The report paints a picture of Kilgore on the rebound from several years of economic slowdowns, which included the departure of longtime local employer Halliburton in 2020.
KEDC Executive Director Lisa Denton discussed the report at a recent council meeting and said the pandemic’s effects are lingering but the road ahead looks very bright.
“We saw continued issues from the global pandemic as well as supply chain issues which effected deal closures across the board. The other impact we had this last year was the departure of longtime staff,” Denton said.
“We only had two projects last year; however, we still saw project announcements that exceeded three and five-year averages and even set a record. Retained investment of those contracts was $34,884,000. New investment was a historical high since the organization’s inception at $82,448,432 for a total of $117,372,432 under contract.”
The contracts are also anticipated to create 226 new local jobs, another record.
Denton paused as Mayor Ronnie Spradlin and city staff applauded the news.
The year-end report covers fiscal year 2022, spanning Oct. 1, 2021 through September 30, 2022.
According to the report, two companies signed economic development agreements in fiscal year 2022, one being an attraction contract and the other an expansion contract.
In December 2021, KEDC negotiated an agreement with Camfil USA to make Kilgore the site of a planned $45 million facility which will create at least 124 new local jobs.
Following Denton’s presentation at the council meeting, council voted unanimously to approve a planned expansion by local boat manufacturer Skeeter Boats, which will see the company expand into the former Halliburton yard.
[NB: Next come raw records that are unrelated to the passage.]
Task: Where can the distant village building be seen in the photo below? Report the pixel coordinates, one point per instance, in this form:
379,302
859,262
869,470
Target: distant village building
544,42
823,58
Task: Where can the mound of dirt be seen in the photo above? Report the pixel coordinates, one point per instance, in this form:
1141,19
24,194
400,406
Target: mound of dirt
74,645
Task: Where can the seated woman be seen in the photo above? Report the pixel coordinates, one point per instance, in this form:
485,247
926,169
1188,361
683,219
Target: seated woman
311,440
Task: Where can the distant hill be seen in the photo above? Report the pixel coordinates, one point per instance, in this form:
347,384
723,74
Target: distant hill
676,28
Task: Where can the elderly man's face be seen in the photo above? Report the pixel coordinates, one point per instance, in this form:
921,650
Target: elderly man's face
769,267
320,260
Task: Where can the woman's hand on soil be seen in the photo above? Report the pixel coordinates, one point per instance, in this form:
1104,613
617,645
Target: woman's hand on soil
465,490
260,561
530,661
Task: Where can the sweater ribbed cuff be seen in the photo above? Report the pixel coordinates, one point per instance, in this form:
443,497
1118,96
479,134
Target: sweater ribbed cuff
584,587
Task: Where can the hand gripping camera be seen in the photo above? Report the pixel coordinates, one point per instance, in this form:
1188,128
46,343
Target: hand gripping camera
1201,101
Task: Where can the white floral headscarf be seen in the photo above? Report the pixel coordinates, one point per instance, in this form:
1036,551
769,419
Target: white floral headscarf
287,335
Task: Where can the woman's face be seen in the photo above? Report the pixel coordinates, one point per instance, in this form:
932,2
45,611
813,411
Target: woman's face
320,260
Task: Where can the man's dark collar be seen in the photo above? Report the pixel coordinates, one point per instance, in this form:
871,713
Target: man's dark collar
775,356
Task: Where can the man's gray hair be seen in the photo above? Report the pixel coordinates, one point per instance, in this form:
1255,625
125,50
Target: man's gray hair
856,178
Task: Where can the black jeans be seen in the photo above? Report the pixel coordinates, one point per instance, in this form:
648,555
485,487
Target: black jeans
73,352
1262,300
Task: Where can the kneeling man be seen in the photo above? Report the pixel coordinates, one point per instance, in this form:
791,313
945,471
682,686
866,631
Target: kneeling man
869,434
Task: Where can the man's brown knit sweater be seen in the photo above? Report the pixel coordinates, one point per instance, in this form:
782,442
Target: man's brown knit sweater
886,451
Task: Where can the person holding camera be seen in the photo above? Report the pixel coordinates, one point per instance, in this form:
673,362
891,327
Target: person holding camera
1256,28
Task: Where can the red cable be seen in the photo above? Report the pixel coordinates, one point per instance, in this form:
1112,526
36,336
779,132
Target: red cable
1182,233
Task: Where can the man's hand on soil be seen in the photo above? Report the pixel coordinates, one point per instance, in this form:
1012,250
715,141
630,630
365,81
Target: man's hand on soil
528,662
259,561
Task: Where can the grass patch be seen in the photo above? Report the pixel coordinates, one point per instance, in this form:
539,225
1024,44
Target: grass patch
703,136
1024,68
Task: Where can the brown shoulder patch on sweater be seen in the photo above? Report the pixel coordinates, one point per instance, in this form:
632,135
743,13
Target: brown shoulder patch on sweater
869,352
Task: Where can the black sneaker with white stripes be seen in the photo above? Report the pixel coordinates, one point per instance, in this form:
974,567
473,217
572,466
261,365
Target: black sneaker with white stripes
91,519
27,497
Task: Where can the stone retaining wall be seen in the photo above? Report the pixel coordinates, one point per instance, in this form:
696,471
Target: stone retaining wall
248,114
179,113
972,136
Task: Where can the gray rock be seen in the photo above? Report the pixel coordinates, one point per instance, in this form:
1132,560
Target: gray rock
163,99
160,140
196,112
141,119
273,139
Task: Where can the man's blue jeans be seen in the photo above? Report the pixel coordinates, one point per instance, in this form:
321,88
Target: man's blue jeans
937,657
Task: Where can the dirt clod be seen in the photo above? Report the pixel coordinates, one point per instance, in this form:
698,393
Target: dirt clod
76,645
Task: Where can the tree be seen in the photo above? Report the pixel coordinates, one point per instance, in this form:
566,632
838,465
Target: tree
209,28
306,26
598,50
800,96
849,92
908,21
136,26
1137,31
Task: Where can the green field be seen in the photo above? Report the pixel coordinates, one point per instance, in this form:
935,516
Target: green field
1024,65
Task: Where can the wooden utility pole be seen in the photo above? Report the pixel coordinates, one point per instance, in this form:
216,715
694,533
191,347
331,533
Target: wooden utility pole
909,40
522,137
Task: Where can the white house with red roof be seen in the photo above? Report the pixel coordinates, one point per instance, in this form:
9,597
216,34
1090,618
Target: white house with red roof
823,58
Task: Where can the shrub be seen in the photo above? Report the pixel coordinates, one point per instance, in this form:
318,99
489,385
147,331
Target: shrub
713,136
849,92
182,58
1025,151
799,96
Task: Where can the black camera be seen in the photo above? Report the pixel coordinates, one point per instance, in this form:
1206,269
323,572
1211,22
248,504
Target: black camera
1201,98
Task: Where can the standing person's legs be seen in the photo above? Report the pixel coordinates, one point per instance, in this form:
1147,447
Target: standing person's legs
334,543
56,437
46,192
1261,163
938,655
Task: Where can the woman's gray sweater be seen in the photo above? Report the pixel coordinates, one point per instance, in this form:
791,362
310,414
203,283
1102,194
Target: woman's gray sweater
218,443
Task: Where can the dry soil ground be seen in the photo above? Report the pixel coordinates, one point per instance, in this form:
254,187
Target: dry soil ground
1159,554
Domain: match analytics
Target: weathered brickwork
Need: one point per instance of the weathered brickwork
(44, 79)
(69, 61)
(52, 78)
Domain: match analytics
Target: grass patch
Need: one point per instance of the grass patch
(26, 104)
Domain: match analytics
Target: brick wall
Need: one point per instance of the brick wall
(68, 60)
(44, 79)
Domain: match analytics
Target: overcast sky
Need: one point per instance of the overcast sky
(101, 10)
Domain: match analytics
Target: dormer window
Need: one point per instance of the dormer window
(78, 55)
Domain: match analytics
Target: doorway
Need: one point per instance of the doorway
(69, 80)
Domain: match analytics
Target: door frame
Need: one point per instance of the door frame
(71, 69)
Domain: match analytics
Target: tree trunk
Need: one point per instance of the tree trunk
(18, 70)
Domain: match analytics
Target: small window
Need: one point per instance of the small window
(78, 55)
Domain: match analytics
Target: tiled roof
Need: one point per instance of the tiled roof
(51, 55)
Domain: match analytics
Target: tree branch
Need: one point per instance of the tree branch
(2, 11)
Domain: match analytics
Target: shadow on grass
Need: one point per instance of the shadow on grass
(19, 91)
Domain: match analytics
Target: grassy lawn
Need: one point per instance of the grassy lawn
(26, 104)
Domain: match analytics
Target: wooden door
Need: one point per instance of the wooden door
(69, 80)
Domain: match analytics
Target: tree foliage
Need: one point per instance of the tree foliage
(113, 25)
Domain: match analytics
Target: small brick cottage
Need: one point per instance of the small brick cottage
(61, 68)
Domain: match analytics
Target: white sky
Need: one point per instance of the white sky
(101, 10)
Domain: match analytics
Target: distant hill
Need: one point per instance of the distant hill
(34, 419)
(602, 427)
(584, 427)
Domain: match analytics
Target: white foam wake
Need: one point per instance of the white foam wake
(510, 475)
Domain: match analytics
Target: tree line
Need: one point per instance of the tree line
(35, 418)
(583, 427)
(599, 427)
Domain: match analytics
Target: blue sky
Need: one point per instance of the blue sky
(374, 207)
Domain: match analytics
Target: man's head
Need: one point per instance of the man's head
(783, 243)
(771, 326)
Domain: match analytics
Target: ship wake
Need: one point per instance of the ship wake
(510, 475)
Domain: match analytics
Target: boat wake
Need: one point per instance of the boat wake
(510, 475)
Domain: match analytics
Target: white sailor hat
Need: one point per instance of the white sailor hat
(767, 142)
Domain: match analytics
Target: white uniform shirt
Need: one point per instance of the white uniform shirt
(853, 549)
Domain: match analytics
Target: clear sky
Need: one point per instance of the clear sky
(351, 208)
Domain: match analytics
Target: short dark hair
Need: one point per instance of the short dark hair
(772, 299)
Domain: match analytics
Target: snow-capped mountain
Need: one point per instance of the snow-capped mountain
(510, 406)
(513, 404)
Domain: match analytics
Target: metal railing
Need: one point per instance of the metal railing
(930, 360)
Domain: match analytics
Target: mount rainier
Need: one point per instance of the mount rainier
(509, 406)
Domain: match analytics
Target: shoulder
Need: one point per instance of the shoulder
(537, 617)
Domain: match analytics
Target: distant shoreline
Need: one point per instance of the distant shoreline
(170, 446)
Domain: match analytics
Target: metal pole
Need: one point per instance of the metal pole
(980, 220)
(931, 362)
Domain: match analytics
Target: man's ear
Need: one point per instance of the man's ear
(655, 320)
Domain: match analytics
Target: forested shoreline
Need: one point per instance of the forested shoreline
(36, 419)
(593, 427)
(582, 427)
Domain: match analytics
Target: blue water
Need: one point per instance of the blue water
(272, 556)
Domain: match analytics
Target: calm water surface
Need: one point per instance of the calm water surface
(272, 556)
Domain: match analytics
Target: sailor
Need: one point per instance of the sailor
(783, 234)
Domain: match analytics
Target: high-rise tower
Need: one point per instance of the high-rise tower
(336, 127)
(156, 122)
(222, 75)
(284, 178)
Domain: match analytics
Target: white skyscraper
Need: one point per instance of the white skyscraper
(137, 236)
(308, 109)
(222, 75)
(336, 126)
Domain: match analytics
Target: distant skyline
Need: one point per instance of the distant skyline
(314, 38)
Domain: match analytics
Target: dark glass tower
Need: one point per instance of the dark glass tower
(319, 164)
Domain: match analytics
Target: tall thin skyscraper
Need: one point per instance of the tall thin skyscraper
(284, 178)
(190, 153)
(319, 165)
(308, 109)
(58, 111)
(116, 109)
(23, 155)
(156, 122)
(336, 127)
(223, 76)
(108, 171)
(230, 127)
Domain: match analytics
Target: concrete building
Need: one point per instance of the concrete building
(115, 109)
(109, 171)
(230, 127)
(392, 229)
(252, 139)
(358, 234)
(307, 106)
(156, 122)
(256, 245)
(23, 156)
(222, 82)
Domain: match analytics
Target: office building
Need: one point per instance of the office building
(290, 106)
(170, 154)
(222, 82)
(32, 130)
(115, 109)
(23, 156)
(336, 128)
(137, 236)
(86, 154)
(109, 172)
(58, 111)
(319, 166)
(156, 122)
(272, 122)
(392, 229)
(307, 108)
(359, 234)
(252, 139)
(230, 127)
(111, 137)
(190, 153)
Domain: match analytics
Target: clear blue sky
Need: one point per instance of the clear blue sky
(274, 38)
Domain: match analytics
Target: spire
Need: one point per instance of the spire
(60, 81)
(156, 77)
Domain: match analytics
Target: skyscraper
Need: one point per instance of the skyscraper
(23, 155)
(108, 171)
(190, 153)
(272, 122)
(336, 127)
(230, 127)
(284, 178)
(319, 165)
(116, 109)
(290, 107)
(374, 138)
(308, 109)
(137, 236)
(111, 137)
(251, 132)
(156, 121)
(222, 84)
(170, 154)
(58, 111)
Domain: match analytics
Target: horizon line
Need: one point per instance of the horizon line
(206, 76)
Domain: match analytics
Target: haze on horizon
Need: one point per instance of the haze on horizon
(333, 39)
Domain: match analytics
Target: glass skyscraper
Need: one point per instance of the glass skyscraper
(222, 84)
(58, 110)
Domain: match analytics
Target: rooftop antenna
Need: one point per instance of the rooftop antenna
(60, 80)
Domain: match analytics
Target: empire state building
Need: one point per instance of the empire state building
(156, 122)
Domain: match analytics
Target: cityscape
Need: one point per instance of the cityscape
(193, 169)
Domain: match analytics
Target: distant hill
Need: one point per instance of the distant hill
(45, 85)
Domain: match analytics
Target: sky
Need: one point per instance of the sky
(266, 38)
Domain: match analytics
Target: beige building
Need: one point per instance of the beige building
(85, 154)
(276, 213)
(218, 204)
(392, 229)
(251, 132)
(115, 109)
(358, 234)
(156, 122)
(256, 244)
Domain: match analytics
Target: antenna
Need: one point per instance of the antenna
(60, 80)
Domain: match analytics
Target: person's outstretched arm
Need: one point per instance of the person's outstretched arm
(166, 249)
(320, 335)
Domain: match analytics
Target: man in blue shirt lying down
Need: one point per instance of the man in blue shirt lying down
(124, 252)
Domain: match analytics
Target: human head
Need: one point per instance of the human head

Several other business developments marked 2022 as a year of economic turnaround following the stagnation brought by the pandemic: Kilgore College and Christus Health breaking ground on a new state-of-the-art medical and education facility and custom auto parts manufacturer Wagner Tuning officially opening their doors after a lengthy delay caused in part by the pandemic.
The report also detailed compliance reviews for all 13 companies with which KEDC has standing Economic Development Performance Agreements. All 13 were found to be in compliance, and some had outperformed expectations in terms of local investment and jobs created.
“On those contracts, we ended up with $25 million more than projected in capital investments and 73 more full-time jobs than what was projected in those contracts,” Denton said of this group, which includes Ana-Lab, Southern Plastics, Orgill and others.
KEDC also negotiates for some companies to receive tax abatements from the city, encouraging those companies to invest, expand and hire locally. Denton said this group also outperformed expectations, investing $27.9 million more than initially projected and hiring 174 more people than projected.
“This is the goal,” Denton said.
“We always tell those companies to be conservative. We don’t want them to over-promise and under-deliver. We always have the goal of meeting and exceeding those goals, but I think $28 million is a very nice number.”